Vitamin D has not caused any irritation in most of the cases. It is generally not associated with any sensitivity.

However, in the rarest of situations, you may suffer from irritation, stinging, or other uncomfortable sensation.
Vitamin D doesn't interact negatively with any of the skincare ingredients. It is deemed harmless and safe. You can effortlessly/easily incorporate it into your daily regimen.

If you take the oral supplements of vitamin D, you should be extremely careful regarding the dosage. If the regular intakes exceed the critical limits, the build-up of calcium can occur in your blood. It may lead to nausea, vomiting, and other troubling symptoms. 

The Bottom Line

Yes, being out in the sun for prolonged periods can increase the risk of getting skin cancer and other severe conditions. Moreover, applying sunscreen on the majority of the exposed parts of your skin can slow down the formation of vitamin D3.

What to do and what not to, things may riddle you entirely.

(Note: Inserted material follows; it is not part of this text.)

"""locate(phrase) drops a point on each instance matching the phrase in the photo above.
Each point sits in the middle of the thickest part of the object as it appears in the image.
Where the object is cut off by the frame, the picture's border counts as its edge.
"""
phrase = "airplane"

Skincare experts ask people to keep a balance between the quantity of sunscreen they use and the amount of time they spend out in the sun. You don't need to get a sunburn to fulfill your needs for Vitamin D. Also, your skin can produce sufficient vitamin D even with the sunscreen already rubbed on.

If there's a problem, you can always prefer the fatty diet, topical products, or oral supplements to overcome the lacking.

It is always recommended to stay away from tanning beds and other artificial sources of UV rays. They often radiate UVC rays, which can put you at risk for skin cancer.